Aux termes de l’article R* 432-1 du code de l’entrée et du séjour des étrangers en France et du droit d’asile : « Le silence gardé par l’autorité administrative sur les demandes de titres de séjour vaut décision implicite de rejet ». Selon l’article R. 432-2 du même code : « La décision implicite de rejet mentionnée à l’article R.* 432-1 naît au terme d’un délai de quatre mois. (…) ».
Le silence gardé par le préfet sur une demande de titre de séjour présentée par voie postale, lorsqu’un tel mode de dépôt a été prescrit par le préfet, fait en principe naître, au terme du délai prévu à l’article R. 432-2 du code de l’entrée et du séjour des étrangers et du droit d’asile (CESEDA), une décision implicite de rejet de cette demande. Il en va autrement lorsqu’il est établi que le dossier de la demande était incomplet, le silence gardé par l’administration valant alors refus implicite d’enregistrement de la demande, lequel ne constitue pas une décision susceptible de recours.
En l’espèce, il résulte de l’instruction qu’il a été prescrit à M. B… d’adresser sa demande de renouvellement de son titre de séjour par voie postale et qu’il lui a été indiqué, par un courrier du 20 décembre 2024, que son dossier était incomplet. M. B… établit qu’il a adressé à la préfecture des compléments par voie postale, par un courrier réceptionné par les services de la préfecture le 18 juin 2025. Le préfet du Val-d’Oise, qui se borne à faire valoir que M. B… aurait adressé à deux reprises un dossier incomplet et que celui-ci aurait été convoqué en préfecture le 23 mai 2025, alors qu’il résulte de l’instruction que cette convocation a été adressée à une adresse de courriel erronée, en outre n’établit pas que le dossier adressé par le requérant aurait été toujours incomplet après son dernier envoi du 18 juin 2025. Dès lors, en l’état de l’instruction, le silence gardé par le préfet du Val-d’Oise sur la demande de M. B… a fait naître décision implicite de rejet de cette demande au plus tard au terme d’un délai de quatre mois après cette date, le 18 juin 2025. Cette décision fait donc obstacle au prononcé d’une mesure utile, qui n’aurait pas pour effet de prévenir un péril grave, sur le fondement de l’article L. 521-3 du code de justice administrative.

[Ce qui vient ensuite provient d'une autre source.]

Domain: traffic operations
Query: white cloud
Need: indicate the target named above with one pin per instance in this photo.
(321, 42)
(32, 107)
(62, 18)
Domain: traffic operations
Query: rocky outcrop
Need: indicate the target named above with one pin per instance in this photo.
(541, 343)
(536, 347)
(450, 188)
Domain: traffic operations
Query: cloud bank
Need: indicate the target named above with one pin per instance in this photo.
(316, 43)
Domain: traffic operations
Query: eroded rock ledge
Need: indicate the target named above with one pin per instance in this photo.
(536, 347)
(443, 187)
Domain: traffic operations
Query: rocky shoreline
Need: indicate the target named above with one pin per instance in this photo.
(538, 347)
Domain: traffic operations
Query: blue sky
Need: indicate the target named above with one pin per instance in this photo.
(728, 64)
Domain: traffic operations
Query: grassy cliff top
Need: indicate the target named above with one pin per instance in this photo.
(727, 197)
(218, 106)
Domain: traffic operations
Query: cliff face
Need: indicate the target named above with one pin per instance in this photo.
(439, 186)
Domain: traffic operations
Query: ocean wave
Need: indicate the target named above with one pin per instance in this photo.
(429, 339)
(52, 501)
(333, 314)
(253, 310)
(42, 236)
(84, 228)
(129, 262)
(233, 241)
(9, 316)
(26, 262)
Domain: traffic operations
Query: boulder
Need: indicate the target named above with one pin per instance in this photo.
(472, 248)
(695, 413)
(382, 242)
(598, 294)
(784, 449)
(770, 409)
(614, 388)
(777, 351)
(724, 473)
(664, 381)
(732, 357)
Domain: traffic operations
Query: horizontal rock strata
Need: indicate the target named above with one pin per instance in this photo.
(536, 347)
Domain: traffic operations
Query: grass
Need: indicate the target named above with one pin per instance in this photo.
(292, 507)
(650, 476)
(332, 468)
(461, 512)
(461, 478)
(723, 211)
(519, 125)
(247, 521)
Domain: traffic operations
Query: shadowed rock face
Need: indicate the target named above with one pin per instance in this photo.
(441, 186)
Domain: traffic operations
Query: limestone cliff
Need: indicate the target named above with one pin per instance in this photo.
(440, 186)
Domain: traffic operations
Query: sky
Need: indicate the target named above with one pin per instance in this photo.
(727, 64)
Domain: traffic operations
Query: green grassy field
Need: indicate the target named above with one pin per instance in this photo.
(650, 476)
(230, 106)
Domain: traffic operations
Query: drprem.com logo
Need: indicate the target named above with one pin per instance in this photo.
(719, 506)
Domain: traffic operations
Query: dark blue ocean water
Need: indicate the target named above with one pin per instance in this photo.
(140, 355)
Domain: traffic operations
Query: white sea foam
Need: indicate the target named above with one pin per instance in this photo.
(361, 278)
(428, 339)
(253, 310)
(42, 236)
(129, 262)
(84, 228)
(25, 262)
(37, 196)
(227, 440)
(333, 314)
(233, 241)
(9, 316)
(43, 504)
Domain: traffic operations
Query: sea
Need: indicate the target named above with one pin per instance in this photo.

Par suite, la requête de M. B… doit être rejetée en toutes ses conclusions, y compris celles présentées au titre de l’article L. 761-1 du code de justice administrative. Il lui est en revanche loisible, s’il elle s’y croit fondée, d’introduire un référé sur le fondement de l’article L. 521-1 du code de justice administrative, tendant à la suspension de l’exécution de la décision par laquelle le préfet du Val-d’Oise a implicitement rejeté sa demande.
ORDONNE :
La requête de M. B… est rejetée.
La présente ordonnance sera notifiée à M. A… B… et au ministre de l’intérieur.
Copie en sera adressée au préfet du Val-d’Oise.
Fait à Cergy, le 10 novembre 2025.
La juge des référés
signé
L. Moinecourt
La République mande et ordonne au ministre de l’intérieur en ce qui le concerne ou à tous commissaires de justice à ce requis en ce qui concerne les voies de droit commun contre les parties privées, de pourvoir à l’exécution de la présente décision.